There are many reasons why a school or district may send out surveys. Many school districts and educators send out questionnaires to gather parents’ input about topics that are important to the student’s education. Districts may use surveys to gather information about your child’s needs. Sometimes, the district or school wants to know what program topics students and parents need. In other situations, the school might want to know the best time of day for parents to attend a school program. Most surveys are very simple and easy to complete and submit. However, if you have trouble with a survey, contact the MEP recruiter or staff for assistance.
Many teachers and school staff use video conferencing to host meetings and events with families. The conferencing platforms are free and allow you to use audio and video to meet virtually with school staff. Teachers may record conferences so you can watch later if you cannot attend the live session. There are many different platforms your child’s school may use, including Zoom, Microsoft Teams, and Google Meet.
There are resources available for translation support to help you communicate with school staff and to navigate the school website. Many of these resources are free and can be accessed from laptops, computers, phones, and tablets.
Keep in mind that translation resources may not always provide the exact translation, but they are useful in understanding a conversation and written content.Click on the free translation resource you would like to learn more about.

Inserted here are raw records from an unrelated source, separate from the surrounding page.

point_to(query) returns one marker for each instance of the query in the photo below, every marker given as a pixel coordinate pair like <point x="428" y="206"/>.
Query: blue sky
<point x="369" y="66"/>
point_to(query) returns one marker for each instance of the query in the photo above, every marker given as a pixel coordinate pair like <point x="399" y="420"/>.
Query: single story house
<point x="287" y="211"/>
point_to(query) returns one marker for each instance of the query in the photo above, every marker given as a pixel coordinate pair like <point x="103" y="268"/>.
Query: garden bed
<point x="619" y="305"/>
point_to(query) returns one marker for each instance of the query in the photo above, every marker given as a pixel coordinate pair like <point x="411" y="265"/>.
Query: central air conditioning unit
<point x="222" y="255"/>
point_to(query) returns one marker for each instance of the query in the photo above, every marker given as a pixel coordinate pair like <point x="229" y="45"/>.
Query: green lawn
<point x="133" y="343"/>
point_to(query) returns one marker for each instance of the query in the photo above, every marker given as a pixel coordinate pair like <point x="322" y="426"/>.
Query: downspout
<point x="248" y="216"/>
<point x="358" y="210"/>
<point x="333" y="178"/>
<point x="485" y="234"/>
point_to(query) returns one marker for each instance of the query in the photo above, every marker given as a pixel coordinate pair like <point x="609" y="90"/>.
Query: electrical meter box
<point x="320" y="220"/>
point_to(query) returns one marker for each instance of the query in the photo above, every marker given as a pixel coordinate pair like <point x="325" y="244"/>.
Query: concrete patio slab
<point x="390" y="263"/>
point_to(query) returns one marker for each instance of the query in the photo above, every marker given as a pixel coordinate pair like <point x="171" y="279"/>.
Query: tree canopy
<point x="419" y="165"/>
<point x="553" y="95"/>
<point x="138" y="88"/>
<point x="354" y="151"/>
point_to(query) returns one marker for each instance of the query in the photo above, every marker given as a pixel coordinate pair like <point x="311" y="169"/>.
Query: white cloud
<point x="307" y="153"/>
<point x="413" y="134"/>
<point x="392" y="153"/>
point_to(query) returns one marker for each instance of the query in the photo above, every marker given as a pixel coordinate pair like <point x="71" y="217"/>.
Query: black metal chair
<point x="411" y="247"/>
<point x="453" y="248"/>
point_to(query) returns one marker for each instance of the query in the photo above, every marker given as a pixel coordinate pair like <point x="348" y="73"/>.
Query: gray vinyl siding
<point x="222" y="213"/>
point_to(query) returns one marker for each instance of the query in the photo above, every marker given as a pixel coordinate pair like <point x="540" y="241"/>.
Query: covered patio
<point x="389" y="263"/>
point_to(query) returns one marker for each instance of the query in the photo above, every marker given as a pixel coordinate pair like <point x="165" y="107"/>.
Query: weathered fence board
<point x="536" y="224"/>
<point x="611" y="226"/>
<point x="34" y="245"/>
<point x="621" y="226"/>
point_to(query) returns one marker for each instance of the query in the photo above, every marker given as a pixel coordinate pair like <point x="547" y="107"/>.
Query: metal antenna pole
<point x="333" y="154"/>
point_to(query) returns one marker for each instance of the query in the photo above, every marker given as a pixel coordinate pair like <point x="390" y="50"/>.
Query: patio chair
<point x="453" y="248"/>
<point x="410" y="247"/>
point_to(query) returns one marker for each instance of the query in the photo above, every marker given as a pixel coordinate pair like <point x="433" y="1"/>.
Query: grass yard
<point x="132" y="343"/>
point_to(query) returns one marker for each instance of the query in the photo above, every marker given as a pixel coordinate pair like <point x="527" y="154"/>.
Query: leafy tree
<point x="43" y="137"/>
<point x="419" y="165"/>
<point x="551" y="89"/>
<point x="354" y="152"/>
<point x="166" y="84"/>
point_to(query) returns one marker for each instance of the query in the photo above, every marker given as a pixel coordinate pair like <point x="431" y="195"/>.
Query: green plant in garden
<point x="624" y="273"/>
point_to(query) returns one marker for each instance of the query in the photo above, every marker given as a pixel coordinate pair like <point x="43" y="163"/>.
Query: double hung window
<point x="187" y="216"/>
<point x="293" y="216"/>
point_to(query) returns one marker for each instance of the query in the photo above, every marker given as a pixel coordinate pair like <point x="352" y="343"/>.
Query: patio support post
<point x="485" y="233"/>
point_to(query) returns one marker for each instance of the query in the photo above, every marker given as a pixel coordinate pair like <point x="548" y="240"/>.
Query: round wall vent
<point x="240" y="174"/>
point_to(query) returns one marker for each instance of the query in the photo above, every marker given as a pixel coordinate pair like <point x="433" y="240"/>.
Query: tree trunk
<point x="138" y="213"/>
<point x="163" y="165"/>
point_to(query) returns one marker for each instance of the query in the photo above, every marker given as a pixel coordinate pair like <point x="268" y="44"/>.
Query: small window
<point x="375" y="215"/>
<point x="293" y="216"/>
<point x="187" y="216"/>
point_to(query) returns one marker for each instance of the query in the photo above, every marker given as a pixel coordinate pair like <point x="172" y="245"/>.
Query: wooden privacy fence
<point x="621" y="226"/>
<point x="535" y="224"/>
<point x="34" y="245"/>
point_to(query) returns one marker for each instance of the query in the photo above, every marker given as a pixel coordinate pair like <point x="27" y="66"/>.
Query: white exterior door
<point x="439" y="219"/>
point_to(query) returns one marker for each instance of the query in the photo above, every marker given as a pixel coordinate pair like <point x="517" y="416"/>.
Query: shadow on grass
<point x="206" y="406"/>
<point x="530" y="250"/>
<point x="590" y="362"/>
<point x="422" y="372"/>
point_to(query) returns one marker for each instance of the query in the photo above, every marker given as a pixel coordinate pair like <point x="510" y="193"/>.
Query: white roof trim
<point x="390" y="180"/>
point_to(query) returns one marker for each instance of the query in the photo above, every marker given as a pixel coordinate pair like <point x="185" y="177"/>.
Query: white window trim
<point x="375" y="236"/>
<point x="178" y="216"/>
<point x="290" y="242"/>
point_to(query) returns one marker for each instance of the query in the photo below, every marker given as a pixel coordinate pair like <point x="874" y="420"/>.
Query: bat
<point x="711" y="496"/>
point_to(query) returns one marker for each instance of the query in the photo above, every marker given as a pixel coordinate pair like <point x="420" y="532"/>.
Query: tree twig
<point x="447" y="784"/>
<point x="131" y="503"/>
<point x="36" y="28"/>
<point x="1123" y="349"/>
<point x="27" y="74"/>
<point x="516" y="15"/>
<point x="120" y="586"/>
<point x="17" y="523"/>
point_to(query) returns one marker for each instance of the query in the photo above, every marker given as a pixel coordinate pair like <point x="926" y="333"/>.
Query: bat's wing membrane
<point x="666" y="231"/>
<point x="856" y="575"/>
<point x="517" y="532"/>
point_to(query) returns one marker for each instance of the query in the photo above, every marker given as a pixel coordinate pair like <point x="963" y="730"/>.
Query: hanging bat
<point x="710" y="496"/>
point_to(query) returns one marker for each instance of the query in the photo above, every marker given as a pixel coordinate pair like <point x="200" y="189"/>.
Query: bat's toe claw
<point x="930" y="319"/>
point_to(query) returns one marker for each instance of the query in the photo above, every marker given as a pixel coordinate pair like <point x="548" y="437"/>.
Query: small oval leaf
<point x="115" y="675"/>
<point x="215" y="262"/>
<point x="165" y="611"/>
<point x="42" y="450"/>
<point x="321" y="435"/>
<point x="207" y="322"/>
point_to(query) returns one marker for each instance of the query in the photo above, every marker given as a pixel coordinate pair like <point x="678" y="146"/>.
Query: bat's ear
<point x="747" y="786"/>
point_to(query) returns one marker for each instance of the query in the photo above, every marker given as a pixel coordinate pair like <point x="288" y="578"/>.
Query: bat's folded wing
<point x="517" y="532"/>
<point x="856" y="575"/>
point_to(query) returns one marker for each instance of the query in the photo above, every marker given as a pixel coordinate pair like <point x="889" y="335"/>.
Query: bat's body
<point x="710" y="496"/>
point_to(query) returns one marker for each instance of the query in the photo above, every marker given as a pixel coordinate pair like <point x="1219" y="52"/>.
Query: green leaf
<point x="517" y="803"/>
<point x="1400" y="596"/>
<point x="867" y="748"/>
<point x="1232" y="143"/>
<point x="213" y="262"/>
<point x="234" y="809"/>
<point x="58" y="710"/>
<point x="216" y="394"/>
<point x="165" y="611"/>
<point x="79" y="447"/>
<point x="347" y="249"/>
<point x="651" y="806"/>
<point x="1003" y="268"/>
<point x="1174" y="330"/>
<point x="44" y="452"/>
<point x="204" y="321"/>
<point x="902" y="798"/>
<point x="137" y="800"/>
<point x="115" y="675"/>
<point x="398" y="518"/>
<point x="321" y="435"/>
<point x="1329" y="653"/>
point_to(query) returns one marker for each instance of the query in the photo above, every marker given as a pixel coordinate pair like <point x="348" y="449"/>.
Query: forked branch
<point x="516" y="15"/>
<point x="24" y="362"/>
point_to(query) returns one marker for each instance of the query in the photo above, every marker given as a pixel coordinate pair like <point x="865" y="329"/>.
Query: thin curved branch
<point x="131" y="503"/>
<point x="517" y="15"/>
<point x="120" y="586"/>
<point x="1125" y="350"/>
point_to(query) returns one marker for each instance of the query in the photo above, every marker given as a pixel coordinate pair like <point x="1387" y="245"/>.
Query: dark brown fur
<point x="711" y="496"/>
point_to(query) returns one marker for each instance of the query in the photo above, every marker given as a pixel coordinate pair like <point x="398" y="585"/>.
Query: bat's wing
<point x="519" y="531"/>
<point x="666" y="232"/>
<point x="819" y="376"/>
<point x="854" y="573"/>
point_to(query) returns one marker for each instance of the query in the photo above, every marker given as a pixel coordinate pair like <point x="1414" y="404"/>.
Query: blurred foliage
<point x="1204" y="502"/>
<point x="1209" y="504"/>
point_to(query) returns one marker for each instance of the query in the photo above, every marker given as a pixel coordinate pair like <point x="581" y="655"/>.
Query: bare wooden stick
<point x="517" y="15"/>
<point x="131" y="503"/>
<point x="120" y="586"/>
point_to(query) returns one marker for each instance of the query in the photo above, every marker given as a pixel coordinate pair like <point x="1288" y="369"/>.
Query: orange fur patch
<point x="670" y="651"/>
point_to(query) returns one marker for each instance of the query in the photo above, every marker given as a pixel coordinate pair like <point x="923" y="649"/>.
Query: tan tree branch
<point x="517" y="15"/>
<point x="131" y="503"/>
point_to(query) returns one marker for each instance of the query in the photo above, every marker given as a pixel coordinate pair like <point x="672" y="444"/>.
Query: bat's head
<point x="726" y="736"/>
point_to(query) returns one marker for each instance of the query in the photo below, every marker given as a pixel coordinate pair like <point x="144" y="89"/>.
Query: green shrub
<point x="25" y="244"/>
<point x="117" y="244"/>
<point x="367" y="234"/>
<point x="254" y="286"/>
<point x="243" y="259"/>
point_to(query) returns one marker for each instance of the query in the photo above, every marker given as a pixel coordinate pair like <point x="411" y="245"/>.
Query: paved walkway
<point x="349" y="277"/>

Google Translate is a tool available to translate text from your web browser, or text and voice on your phone.
Go to translate.google.com on your web browser.
On the left, choose the language you are translating from. It shows you buttons for three widely used languages. You can also choose a language from the drop-down menu.
In the text box on the left, type in the word or phrase you want to translate.
On the right, choose the language you want the word or phrase translated into.